Noventa anos de Irmã Dulce
24 de May de 2004
No dia 26 de maio Irmã Dulce completaria 90 anos. A trajetória da religiosa baiana, que tem na dimensão e sobrevivência de suas obras sociais sua face mais visível, revela uma personalidade muito mais complexa do que a da freira que foi declarada Serva de Deus pelo papa João Paulo II e se encontra em processo de beatificação pelo Vaticano. A abnegação e a coragem com que se dedicou aos pobres, doentes, oprimidos e excluídos foi radical e não se restringiu ao acolhimento.
Ao lado de sua fama de santidade persiste na memória dos que acompanharam sua história, a mulher que aliava o idealismo e a Fé a uma determinação e firmeza incansáveis, que não se detinha frente a nenhum obstáculo e superava dificuldades e incompreensões para salvaguardar a ação caritativa.
O destemor e a determinação, traços marcantes revelados quando ainda era menina e costumava atender aos mendigos que paravam em frente à sua casa – que passou a ser conhecida como ‘A Portaria de São Francisco' - a ajudaram a enfrentar críticas e oposições. Sua personalidade somada a identidade com o carisma franciscano, alimentado pela devoção a Santo Antônio, a levou a realizar peregrinações à invasão de palafitas dos Alagados, onde então já moravam os miseráveis da capital baiana. A assistência aos que eram tratados como parias pela sociedade fez com que passasse a ser chamada de “Anjo dos Alagados“. Irmã Dulce tinha um carinho especial pelos excluídos.
Amparada por sua missão, enfrentou a censura da conservadora sociedade baiana dos anos 50 quando decidiu fazer visitas aos detentos do presídio da Coréia (que ganhou esse nome por conta da guerra travada na época no país asiático), que só cessaram quando ela foi proibida de levar conforto espiritual, alimentos e remédios aos presidiários. A proibição gerou protestos da imprensa liberal baiana, que ficou a seu lado e estampou sua indignação em manchetes como a da edição do jornal A Tarde de 21 de junho de 1954: “Irmã Dulce não pode entrar na Coréia: onde os presos não têm direito à caridade”.
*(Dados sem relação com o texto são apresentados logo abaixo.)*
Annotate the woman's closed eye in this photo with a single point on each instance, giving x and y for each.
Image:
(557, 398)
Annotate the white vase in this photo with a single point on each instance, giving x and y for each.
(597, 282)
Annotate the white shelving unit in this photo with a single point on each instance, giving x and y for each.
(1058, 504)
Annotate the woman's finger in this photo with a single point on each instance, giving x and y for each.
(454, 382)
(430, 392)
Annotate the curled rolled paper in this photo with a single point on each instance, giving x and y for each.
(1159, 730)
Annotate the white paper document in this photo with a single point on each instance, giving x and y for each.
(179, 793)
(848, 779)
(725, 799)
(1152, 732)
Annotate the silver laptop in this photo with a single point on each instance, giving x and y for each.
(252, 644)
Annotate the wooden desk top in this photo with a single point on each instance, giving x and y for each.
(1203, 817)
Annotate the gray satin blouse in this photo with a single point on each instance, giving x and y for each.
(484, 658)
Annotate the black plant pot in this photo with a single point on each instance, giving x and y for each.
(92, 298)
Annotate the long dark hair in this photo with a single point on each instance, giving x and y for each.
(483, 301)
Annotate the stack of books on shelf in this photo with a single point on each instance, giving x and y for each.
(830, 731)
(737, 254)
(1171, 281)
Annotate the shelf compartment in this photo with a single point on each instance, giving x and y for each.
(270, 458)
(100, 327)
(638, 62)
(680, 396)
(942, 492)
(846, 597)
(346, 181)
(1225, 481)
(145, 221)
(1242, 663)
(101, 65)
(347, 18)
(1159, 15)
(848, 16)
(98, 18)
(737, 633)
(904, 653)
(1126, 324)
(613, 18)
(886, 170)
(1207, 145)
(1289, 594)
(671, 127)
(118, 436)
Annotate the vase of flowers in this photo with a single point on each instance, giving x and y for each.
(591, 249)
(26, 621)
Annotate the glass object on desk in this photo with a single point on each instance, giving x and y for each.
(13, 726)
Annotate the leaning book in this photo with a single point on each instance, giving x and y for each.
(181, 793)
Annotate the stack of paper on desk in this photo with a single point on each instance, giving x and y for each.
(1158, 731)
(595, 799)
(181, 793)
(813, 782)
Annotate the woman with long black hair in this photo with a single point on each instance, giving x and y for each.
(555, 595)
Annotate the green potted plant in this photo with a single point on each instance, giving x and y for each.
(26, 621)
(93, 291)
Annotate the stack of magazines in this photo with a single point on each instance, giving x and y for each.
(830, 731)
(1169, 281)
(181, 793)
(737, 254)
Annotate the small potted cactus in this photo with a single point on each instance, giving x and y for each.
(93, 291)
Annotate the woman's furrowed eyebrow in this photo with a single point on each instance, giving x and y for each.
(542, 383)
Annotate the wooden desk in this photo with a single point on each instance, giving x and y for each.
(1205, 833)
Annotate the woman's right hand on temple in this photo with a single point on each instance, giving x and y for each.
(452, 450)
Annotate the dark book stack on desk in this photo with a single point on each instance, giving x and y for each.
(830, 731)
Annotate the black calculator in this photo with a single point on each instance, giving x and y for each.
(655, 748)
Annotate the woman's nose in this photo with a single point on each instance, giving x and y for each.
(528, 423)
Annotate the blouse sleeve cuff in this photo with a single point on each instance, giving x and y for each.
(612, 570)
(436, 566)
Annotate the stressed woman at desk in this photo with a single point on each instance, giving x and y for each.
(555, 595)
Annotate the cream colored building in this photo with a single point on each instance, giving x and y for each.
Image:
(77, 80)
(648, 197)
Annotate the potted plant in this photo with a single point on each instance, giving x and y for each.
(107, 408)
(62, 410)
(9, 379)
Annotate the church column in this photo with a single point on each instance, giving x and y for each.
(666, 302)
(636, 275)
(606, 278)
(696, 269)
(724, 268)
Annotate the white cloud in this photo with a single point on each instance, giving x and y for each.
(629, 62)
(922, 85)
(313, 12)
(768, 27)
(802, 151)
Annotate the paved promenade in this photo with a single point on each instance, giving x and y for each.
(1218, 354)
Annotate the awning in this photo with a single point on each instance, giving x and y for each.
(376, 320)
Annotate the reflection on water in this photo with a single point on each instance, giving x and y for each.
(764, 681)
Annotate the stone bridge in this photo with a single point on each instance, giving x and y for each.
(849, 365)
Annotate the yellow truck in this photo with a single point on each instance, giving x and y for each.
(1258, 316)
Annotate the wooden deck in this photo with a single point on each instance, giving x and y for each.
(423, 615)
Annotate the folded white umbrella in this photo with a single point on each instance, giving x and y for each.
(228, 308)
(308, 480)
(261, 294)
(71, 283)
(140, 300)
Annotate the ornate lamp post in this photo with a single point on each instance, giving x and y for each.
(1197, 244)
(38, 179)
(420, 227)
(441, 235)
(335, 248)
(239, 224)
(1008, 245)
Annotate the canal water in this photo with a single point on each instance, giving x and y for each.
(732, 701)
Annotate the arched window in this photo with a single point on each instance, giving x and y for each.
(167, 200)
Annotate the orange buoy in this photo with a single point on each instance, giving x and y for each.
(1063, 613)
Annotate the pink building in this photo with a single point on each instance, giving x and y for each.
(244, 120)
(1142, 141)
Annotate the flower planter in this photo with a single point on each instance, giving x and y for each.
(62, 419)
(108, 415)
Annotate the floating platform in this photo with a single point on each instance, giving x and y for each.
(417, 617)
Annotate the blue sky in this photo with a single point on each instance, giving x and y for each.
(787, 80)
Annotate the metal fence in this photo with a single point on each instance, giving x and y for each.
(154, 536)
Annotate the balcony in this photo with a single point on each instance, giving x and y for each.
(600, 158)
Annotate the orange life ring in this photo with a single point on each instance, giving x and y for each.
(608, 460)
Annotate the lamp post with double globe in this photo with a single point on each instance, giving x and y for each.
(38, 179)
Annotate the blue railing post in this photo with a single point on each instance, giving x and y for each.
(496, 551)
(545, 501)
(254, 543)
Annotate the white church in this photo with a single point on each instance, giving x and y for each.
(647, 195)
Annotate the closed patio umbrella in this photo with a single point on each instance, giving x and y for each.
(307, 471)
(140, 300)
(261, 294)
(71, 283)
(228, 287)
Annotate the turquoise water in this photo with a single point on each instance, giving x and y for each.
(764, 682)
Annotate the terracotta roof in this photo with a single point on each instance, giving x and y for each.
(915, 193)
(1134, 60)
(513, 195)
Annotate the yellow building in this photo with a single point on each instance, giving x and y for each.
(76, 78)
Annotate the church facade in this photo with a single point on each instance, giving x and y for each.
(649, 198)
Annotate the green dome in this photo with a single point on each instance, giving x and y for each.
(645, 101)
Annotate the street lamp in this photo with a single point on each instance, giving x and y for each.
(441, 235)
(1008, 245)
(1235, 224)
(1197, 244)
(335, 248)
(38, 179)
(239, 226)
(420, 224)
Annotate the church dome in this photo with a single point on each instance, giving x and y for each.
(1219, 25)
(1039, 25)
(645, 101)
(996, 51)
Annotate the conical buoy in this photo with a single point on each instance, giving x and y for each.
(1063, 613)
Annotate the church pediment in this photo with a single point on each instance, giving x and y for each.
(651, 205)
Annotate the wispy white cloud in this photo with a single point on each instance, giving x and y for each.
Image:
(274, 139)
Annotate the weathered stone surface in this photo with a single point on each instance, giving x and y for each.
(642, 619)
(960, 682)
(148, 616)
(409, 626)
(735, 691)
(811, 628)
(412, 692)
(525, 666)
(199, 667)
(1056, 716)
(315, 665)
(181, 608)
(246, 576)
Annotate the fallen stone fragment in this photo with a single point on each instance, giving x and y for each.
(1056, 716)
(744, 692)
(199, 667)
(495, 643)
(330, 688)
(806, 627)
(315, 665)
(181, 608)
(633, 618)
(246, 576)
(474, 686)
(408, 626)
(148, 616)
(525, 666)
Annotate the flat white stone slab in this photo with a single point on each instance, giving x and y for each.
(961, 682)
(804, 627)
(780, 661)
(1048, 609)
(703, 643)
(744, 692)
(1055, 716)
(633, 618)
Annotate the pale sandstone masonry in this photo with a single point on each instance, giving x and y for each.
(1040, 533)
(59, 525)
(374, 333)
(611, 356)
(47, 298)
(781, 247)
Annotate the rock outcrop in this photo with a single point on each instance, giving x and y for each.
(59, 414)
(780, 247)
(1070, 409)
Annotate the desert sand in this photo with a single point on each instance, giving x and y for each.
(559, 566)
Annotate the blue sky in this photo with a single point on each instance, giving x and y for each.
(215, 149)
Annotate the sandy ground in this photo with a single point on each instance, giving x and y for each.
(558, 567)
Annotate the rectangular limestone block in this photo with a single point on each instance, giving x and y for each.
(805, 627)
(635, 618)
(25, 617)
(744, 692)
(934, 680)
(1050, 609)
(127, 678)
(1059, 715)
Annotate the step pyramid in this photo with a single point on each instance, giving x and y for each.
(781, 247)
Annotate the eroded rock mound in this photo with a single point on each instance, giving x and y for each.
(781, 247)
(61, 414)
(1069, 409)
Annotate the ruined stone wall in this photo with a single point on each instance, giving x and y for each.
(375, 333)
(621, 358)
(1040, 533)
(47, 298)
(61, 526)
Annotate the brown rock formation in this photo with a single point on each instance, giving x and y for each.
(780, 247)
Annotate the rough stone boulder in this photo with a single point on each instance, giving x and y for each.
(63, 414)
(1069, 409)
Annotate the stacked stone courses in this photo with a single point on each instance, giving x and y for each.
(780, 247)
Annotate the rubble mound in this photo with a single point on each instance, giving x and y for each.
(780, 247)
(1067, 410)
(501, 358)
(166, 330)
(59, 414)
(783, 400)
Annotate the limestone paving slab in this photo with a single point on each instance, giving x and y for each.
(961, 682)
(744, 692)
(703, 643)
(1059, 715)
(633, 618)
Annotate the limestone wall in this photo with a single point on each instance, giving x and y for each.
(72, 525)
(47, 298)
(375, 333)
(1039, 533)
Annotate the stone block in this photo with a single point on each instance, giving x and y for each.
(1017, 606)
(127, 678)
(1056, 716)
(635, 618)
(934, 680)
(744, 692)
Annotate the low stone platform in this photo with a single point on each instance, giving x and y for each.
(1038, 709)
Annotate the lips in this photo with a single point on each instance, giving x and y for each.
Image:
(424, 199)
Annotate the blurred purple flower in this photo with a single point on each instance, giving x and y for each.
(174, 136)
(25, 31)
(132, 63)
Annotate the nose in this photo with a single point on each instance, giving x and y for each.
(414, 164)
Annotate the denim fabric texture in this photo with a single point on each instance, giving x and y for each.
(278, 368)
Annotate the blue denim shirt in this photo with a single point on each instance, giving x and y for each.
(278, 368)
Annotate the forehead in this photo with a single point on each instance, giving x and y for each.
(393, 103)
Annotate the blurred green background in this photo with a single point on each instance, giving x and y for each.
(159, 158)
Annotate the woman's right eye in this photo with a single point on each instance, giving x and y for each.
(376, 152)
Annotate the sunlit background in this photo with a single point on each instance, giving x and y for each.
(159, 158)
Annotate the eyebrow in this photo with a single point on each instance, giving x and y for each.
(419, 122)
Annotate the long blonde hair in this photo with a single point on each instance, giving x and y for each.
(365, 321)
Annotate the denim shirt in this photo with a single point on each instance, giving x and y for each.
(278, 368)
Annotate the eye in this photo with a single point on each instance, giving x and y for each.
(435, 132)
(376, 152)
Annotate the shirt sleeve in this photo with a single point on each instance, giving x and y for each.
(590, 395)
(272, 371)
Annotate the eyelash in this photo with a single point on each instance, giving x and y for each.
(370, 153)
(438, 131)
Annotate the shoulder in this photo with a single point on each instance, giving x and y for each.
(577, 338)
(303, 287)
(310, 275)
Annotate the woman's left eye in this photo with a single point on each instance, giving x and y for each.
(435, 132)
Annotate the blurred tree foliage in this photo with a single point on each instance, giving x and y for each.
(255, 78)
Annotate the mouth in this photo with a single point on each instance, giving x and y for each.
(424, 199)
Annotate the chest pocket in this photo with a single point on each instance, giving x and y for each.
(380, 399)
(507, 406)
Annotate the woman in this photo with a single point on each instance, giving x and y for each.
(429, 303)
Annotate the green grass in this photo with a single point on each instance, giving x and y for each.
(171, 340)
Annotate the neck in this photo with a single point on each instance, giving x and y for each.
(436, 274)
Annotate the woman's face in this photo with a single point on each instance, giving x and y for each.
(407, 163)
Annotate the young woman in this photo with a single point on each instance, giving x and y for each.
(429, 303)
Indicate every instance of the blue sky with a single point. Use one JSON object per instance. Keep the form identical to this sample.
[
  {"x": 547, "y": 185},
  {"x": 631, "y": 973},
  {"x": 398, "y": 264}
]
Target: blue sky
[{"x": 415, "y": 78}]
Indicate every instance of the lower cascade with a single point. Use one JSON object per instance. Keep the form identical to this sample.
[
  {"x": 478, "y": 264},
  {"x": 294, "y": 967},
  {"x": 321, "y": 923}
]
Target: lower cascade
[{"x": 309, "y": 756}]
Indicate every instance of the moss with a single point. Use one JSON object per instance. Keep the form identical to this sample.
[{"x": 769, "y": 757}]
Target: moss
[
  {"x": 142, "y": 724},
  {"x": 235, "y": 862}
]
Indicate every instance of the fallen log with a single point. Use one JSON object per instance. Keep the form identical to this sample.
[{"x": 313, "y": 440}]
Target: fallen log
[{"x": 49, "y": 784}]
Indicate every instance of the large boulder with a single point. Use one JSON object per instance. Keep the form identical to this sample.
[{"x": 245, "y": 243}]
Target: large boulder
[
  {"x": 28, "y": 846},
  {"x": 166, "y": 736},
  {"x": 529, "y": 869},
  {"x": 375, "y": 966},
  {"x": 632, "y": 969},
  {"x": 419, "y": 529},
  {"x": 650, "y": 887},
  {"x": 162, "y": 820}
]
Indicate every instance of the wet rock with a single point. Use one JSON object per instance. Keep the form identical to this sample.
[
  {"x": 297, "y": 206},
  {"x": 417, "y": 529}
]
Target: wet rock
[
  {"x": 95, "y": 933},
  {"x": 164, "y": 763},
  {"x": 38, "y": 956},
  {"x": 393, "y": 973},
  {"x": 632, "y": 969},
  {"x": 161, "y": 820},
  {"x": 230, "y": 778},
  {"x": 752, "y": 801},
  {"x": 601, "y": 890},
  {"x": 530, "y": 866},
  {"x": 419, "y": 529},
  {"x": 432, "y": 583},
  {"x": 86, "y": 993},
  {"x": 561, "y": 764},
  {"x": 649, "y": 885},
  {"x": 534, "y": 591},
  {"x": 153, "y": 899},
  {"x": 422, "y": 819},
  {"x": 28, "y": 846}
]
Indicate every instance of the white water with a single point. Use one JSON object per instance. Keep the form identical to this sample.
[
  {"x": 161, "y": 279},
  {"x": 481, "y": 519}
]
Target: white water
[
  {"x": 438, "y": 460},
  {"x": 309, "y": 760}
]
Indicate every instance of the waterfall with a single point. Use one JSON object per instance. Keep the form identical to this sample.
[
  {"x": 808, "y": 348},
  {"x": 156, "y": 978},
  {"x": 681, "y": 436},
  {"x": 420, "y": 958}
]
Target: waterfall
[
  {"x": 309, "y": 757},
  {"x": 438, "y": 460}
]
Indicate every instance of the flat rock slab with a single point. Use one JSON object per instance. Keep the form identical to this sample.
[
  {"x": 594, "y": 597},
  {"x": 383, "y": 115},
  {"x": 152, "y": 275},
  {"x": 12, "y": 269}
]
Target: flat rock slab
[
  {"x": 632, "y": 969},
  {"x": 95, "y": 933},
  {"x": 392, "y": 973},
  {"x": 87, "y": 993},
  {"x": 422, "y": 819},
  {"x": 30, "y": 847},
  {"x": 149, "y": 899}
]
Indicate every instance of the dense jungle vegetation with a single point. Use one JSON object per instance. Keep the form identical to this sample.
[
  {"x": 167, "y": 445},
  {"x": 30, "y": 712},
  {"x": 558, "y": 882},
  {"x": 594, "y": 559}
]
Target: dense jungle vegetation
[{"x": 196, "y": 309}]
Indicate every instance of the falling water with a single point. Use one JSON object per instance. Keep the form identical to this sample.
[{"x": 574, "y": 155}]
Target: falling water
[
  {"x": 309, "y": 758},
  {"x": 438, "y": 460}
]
Muitas das mais de 50 mil pessoas que compareceram a seu funeral no dia 15 de março de 1992, dois dias após seu falecimento, foram prestar homenagem àquela que consideravam santa e também à corajosa visionária que foi pioneira em áreas como a ação social voltada para as classes trabalhadoras: Irmã Dulce, com apenas 22 anos, foi responsável pela criação em 1936 do primeiro movimento operário cristão da Bahia, isso décadas antes da eclosão, na era pós Vargas, dos movimentos trabalhistas.
Seu senso prático e administrativo, que concentrava habilidades de engenharia, planejamento e contabilidade, raramente exercidas pelas mulheres da época, são características também pouco conhecidas. Ainda na década de 30 fundou três cinemas, os Cines São Caetano, Roma e Plataforma, para subsidiar suas ações de assistência à classe operária e aos pobres e doentes, e, em 1939, inaugurou o Colégio Santo Antônio, escola pública voltada para os operários e seus filhos, no bairro popular de Massaranduba.
Nesse mesmo ano, Irmã Dulce invadiu cinco casas na Ilha dos Ratos, área localizada na Cidade Baixa, para abrigar doentes que recolhia nas ruas. A expulsão do local pelas autoridades fez com que ela peregrinasse por dez anos com seus doentes, pobres e excluídos até abrigá-los em 1949 no galinheiro do Convento Santo Antônio, que improvisou em albergue e que deu origem ao Hospital Santo Antonio, um dos núcleos de suas Obras Sociais que em 2003 realizaram mais de 2 milhões de atendimentos em saúde, assistência social e educação.